The Globes are happening on the original date of the Academy Awards, which are instead to be held April 25.

Netflix comes in with a commanding 42 nominations, including a leading six nods for David Fincher’s “Mank” and “The Crown” also topping TV nominees with six nods. Aaron Sorkin’s “The Trial of the Chicago 7,” also from Netflix, is also a heavyweight with five nominations.

Chloe Zhao, the “Nomadland” filmmaker and Oscar frontrunner, is expected to become the first woman of Asian descent to win best director at the Globes and the first woman since Barbra Streisand won for “Yentl” in 1984.

Chadwick Boseman, nominated for best actor for his performance in the August Wilson adaptation “Ma Rainey’s Black Bottom,” could win a posthumous Golden Globe.
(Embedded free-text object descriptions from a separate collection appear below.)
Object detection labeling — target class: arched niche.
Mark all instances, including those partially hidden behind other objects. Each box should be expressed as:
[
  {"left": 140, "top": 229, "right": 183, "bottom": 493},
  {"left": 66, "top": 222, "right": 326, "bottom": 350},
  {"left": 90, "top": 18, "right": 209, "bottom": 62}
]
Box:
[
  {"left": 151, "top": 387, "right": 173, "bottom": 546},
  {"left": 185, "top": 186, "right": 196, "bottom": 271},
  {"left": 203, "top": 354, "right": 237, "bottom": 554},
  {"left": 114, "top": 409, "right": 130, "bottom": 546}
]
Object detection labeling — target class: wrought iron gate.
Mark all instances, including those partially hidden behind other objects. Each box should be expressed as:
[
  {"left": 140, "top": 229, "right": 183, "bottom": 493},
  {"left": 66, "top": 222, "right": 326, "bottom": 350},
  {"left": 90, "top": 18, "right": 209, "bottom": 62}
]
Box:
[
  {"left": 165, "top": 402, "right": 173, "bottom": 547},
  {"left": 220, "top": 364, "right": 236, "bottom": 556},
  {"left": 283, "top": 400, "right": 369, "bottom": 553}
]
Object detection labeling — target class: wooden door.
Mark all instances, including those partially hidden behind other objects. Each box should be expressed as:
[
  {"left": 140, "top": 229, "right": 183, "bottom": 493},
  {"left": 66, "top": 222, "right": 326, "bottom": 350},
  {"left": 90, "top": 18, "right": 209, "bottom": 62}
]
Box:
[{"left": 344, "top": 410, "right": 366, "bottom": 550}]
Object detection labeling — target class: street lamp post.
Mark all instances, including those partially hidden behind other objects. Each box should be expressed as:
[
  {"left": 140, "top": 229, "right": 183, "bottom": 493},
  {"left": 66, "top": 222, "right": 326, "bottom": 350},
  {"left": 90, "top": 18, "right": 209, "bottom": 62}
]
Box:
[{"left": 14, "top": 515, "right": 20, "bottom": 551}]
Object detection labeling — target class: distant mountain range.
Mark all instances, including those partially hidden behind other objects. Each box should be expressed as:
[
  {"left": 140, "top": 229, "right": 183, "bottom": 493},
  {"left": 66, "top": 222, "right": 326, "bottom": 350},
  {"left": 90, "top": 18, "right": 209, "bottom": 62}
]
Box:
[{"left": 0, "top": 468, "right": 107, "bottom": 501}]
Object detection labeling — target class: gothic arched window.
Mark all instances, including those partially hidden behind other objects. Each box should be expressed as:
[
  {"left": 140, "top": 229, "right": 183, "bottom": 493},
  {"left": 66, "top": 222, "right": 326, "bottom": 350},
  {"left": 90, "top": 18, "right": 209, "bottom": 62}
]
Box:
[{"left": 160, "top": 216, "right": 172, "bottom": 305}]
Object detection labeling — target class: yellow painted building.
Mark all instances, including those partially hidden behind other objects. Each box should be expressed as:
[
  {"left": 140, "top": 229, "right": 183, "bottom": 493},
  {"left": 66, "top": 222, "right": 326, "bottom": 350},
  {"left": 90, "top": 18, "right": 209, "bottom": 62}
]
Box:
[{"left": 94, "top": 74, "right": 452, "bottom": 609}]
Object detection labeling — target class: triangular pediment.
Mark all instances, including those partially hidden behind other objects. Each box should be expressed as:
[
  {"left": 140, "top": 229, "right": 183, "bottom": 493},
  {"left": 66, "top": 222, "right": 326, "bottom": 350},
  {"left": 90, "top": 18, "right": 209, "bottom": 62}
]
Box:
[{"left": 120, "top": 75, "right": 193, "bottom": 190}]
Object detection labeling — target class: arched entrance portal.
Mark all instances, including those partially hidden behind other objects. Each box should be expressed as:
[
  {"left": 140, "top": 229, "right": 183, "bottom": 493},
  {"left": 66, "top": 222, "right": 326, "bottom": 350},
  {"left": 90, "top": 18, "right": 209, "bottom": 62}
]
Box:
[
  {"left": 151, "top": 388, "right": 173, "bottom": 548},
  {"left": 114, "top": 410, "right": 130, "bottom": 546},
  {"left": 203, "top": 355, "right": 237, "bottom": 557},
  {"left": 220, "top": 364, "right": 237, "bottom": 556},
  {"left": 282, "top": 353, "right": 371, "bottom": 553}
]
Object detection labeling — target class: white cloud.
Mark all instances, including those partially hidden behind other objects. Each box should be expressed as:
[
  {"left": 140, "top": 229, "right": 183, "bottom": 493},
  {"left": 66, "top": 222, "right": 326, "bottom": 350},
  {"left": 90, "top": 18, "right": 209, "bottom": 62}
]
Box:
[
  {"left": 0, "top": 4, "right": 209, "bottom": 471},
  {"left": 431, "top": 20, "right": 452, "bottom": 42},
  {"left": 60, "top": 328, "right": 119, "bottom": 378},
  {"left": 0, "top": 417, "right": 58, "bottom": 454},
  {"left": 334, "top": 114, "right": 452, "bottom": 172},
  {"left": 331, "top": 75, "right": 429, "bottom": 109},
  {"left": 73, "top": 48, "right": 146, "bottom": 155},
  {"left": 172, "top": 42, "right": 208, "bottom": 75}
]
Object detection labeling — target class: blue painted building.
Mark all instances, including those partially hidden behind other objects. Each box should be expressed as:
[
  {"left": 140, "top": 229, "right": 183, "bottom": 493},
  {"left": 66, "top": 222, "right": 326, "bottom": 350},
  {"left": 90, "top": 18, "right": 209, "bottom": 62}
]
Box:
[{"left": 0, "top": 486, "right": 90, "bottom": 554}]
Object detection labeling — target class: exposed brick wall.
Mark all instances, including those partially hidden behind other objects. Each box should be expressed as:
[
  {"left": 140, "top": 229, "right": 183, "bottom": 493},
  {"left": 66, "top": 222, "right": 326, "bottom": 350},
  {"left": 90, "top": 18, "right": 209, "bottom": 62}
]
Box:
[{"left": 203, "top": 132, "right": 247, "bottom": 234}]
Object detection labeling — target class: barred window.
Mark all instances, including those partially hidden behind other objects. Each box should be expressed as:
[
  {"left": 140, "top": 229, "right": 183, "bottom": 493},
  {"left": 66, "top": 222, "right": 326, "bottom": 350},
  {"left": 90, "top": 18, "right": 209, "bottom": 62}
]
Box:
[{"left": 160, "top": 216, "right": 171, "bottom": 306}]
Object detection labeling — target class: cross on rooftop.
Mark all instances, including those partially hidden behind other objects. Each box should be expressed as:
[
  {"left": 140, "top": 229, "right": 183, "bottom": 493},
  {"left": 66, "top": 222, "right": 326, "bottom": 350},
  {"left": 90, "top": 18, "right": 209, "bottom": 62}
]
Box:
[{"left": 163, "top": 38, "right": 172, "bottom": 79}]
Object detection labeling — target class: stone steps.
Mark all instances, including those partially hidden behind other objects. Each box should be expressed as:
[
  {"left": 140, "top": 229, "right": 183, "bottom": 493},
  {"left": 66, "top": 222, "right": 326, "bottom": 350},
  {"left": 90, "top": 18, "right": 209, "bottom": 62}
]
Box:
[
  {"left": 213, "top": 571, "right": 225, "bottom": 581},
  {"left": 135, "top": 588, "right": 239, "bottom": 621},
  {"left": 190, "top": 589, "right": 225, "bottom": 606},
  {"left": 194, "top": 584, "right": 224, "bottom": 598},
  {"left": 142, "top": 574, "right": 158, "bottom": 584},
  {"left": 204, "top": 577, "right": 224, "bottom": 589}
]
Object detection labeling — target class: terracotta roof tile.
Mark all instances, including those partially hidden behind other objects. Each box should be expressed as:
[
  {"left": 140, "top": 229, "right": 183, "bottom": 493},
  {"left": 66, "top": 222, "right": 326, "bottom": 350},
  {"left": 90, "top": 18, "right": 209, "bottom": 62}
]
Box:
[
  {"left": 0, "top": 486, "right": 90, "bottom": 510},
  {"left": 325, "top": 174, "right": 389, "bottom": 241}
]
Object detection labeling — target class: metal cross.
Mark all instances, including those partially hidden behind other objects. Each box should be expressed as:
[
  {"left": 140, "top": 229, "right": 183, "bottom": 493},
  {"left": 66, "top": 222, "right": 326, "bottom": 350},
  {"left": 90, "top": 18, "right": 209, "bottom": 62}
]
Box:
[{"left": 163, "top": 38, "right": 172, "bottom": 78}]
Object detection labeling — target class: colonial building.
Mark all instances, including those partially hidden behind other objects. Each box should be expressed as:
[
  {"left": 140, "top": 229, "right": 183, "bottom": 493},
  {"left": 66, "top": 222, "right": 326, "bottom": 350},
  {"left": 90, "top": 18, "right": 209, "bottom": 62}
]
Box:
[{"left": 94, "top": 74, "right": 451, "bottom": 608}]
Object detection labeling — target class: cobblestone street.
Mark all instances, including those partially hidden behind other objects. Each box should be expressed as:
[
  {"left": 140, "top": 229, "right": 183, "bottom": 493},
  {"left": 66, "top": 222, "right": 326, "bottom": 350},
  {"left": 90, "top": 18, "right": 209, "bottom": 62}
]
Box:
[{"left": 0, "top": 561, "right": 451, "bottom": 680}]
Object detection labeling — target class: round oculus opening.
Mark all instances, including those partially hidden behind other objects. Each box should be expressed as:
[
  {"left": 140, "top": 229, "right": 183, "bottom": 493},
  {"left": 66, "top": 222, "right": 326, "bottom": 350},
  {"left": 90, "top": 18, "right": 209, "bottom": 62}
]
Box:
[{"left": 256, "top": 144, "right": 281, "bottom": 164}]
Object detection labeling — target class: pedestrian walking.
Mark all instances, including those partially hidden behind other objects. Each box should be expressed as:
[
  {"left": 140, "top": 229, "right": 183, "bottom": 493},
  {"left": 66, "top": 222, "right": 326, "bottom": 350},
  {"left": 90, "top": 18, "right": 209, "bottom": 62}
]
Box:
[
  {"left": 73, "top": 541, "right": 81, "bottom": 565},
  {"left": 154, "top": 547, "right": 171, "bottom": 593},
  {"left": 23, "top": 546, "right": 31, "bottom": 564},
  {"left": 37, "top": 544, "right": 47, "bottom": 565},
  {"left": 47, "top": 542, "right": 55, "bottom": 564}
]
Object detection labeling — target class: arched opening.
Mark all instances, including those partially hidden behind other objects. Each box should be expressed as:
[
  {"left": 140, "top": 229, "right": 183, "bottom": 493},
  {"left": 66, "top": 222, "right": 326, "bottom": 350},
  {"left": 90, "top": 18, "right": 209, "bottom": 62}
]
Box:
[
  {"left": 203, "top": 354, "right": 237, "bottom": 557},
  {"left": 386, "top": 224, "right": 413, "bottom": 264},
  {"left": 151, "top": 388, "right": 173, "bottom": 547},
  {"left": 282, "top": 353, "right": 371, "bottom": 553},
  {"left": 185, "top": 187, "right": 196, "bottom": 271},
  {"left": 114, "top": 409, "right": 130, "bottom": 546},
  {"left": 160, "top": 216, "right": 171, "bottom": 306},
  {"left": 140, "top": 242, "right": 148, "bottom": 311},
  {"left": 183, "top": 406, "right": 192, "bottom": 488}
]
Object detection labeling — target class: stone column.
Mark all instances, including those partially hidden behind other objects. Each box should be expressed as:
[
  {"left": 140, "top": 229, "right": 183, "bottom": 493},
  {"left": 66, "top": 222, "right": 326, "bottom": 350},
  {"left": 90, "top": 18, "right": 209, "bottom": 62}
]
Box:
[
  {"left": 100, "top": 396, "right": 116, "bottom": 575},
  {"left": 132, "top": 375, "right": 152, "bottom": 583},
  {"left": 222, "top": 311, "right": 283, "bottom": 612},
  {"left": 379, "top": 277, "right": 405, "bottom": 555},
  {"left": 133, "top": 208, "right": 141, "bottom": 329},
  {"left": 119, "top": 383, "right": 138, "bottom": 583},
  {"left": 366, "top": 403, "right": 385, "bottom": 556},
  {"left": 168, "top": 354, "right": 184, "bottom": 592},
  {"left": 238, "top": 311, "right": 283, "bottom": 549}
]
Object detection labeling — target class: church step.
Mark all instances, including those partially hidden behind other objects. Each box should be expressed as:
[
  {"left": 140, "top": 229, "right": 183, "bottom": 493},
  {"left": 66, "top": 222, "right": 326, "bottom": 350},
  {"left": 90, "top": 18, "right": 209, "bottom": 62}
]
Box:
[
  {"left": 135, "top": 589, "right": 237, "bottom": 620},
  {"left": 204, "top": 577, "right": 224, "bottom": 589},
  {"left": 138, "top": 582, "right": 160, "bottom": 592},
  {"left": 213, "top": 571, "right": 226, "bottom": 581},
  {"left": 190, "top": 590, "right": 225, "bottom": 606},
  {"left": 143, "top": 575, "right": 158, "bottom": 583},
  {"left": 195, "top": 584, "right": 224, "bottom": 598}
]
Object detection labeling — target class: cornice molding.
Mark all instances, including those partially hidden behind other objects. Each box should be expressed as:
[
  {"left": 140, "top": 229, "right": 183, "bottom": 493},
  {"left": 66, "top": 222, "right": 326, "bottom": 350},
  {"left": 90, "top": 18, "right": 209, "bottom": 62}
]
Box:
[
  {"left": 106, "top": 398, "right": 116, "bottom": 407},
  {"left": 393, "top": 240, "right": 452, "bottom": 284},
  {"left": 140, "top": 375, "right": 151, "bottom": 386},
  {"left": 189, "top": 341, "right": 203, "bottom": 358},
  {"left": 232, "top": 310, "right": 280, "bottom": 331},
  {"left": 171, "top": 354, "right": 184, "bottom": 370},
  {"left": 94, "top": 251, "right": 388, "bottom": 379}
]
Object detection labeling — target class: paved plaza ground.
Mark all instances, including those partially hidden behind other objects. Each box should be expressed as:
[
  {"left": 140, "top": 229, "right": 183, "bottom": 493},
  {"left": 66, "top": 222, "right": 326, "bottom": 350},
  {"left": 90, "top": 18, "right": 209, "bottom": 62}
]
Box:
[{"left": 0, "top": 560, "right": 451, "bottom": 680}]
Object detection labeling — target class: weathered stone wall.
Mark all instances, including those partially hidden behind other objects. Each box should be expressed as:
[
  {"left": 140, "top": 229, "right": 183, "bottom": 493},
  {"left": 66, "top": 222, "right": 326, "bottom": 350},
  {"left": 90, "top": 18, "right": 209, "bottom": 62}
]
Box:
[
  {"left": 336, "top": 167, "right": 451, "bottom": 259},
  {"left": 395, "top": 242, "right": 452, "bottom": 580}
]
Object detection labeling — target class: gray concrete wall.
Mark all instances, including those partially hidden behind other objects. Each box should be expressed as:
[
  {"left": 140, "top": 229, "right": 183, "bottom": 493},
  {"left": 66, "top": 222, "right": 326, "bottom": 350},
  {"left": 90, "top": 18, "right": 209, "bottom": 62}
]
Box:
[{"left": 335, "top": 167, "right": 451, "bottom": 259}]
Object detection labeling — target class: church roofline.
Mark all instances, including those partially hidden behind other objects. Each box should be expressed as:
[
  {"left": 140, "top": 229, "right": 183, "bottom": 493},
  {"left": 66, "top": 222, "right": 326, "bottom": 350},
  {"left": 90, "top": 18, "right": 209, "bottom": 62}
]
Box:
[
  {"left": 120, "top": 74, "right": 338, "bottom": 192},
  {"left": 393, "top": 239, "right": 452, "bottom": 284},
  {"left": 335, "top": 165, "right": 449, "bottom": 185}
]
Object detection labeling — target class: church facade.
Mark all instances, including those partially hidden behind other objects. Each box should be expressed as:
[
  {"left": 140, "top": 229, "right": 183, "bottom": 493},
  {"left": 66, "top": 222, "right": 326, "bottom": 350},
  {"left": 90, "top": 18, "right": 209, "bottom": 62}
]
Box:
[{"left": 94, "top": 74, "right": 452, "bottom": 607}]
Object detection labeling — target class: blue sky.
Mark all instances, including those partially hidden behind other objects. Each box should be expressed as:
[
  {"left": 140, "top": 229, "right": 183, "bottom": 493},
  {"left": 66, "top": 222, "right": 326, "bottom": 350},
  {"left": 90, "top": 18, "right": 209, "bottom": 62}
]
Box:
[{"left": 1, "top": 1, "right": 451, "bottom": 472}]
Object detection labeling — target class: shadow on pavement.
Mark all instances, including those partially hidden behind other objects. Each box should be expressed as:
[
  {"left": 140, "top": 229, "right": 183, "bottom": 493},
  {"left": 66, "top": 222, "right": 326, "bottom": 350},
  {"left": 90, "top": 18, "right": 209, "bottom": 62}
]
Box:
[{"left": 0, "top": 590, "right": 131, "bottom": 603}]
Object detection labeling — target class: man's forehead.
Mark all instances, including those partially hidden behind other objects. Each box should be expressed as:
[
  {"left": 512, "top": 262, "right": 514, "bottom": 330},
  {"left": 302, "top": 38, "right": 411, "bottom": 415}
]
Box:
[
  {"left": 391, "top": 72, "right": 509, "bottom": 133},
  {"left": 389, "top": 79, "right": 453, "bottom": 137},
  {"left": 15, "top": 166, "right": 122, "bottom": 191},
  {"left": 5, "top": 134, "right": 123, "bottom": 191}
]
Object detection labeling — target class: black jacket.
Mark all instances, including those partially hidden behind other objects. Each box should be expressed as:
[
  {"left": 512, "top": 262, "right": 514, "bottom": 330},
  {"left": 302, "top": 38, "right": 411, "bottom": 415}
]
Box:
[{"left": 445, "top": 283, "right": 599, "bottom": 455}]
Boseman is widely expected to be nominated for an Oscar.

And “Borat Subsequent Moviefilm” stands a good chance of being crowned best picture, comedy or musical. With many of the leading nominees in the drama category — among them “Mank,” “Nomadland,” “The Father,” “Promising Young Woman” and “The Trial of the Chicago 7” — Sacha Baron Cohen’s sequel could emerge a big winner. Cohen, who won a Globe for his performance in the first “Borat” film, is nominated for Borat and for his role in “The Trial of the Chicago 7.”

Jane Fonda, a seven-time Globe winner, will receive the Cecil B. DeMille Award for lifetime achievement. Norman Lear will be honoured for his television career and accept an award named after Carol Burnett.